To give a similar non-Jew example: I'm very leery of Mainland Chinese expats and exports. This problem does not apply to (South) Korean, Japanese or Taiwanese expats and exports. I have no problem with the Han Chinese as an ethnic group (and remember, most present Taiwanese are Han; the refugees from the Chinese Civil War outnumbered the native population), nor with the nearly-racially-indistinguishable Koreans and Japanese. My problem is with the totalitarian state of the People's Republic of China, which brainwashes its youth and may in the near future enact full-scale cyberwarfare against the West; enemy agents and hardware with enemy backdoors are dangerous.

There are legitimate reasons to dislike Israel and Western support of Israel that have nothing to do with the fact that most of its citizen population is Jewish. I don't happen to think that those reasons justify massacre, but some do. To insistently consider such people "anti-Semitic" is to buy into the Zionists' (and, to some degree, the neo-Nazis') preferred frame that Israel speaks for and is supported by all Jews, which it doesn't and isn't.

Are there true anti-Semites, including in the West? Yes, obviously. But your proffered litmus test for them is inaccurate. And while I'm not attributing malice to you personally, the conflation of anti-Zionists and anti-Semites is to a large degree enemy action - and it's difficult to blame people for refusing to concede to that.

This is a real phenomenon, anti-Semitism is a real phenomenon, and obviously a lot of anti-Semites are also anti-Israel, but you can want Israel destroyed without hating Jews qua Jews.

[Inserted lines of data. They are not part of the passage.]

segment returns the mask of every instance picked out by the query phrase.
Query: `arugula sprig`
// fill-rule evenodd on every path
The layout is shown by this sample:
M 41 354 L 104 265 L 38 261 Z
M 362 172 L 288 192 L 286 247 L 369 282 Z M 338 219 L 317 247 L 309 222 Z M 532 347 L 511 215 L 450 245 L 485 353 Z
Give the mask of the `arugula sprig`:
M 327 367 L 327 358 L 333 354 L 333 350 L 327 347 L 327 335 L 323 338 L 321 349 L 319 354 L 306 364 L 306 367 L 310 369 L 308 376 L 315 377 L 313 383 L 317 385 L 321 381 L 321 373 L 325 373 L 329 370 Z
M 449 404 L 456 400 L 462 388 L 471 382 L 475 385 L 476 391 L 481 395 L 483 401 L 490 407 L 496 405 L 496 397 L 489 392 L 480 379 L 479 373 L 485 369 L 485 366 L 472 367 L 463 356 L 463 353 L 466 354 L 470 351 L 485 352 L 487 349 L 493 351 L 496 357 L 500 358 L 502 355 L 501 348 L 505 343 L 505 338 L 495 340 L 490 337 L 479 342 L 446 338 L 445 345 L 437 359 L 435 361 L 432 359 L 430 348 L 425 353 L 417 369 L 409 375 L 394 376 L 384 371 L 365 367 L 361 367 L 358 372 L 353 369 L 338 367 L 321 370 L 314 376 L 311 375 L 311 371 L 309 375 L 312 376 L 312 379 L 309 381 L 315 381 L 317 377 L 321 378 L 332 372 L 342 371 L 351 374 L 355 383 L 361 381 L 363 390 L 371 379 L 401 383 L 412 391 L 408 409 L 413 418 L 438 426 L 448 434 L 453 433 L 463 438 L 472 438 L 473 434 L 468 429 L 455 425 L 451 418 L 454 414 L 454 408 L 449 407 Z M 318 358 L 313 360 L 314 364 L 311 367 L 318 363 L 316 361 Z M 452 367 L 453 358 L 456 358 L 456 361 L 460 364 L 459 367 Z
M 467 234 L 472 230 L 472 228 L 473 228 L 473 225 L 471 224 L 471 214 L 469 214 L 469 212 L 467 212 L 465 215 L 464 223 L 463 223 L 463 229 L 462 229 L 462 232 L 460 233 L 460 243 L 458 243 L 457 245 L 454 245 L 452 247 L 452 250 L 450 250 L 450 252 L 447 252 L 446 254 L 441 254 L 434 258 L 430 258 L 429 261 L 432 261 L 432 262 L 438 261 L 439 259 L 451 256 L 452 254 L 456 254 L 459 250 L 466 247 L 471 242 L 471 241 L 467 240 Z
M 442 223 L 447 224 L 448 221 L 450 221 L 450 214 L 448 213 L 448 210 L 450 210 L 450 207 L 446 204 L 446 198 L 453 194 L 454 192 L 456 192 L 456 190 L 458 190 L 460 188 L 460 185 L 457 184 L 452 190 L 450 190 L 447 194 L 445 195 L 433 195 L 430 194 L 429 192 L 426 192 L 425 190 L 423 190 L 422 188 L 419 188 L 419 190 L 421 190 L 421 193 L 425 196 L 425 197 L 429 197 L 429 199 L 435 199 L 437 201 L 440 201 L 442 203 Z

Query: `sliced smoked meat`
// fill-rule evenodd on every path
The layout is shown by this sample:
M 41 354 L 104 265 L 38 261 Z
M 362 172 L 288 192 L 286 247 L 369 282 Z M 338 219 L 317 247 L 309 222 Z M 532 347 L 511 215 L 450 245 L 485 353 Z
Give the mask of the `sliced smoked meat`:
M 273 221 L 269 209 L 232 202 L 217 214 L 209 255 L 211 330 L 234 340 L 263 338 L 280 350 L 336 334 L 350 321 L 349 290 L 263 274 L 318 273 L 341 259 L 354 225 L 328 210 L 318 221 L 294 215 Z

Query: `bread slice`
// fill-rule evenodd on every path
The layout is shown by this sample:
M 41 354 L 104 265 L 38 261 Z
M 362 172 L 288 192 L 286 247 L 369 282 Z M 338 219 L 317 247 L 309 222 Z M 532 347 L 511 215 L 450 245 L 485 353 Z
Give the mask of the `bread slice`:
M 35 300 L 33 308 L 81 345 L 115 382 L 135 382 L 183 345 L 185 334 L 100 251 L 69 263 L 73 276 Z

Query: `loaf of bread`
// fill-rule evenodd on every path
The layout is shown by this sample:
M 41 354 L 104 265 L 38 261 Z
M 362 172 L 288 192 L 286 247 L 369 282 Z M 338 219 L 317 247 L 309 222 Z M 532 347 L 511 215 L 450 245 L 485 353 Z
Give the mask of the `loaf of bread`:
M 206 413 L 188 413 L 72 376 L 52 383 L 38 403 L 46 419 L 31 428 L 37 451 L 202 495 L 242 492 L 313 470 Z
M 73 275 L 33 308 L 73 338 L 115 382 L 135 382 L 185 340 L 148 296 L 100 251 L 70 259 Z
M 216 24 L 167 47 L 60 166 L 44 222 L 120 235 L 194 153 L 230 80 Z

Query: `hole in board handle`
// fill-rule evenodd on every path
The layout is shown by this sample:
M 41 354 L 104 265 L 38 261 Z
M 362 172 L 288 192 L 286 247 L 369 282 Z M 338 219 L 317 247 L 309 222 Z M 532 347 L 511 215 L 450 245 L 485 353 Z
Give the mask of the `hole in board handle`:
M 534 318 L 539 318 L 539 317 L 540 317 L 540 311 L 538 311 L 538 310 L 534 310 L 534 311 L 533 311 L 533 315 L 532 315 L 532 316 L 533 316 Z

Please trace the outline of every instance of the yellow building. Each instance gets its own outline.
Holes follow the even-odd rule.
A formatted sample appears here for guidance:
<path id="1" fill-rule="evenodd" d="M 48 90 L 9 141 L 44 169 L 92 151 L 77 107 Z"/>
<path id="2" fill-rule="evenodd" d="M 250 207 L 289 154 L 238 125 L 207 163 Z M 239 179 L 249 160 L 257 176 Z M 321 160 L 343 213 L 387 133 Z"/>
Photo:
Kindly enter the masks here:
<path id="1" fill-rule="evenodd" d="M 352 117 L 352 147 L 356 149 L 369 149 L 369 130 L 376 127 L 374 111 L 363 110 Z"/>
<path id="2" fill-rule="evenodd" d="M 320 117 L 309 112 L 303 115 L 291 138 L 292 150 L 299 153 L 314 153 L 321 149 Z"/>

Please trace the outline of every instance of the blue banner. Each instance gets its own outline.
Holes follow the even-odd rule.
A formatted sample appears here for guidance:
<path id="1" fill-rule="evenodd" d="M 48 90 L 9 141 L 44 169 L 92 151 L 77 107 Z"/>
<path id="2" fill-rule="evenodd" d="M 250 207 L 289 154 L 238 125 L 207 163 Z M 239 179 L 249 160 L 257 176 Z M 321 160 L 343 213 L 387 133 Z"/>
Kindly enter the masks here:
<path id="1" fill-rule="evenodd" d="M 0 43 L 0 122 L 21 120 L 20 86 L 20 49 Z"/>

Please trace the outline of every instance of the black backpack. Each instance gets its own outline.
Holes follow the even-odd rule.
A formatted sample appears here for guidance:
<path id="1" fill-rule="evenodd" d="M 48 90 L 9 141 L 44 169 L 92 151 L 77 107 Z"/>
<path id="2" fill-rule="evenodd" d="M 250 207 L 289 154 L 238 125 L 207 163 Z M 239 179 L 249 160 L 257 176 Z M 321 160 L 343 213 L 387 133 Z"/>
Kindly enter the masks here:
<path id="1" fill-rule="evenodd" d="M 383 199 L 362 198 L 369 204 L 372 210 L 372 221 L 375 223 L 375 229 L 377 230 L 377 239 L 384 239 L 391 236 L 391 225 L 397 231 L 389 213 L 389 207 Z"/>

In theory this is possible, but typically the surrounding circumstances strongly suggest that the anti-Israel sentiment is motivated in large part by anti-Semitism. For example, if the anti-Israel person applies double-standards to Israel. Or if the anti-Israel person professes to care a great deal about Palestinian Arabs but doesn't seem to particularly care about other third-world groups. And doesn't particularly care about the way Palestinian Arabs are treated, for example, by Lebanon. Or by Hamas.

There's sort of a parallelism here: If someone uses Palestinian Arabs strictly as a cudgel to attack Israel, it's reasonable to respond with the "cudgel" of an anti-Semitism accusation.

You don’t think they use the term “antisemitism” amongst themselves to describe (what they think is) a real concept?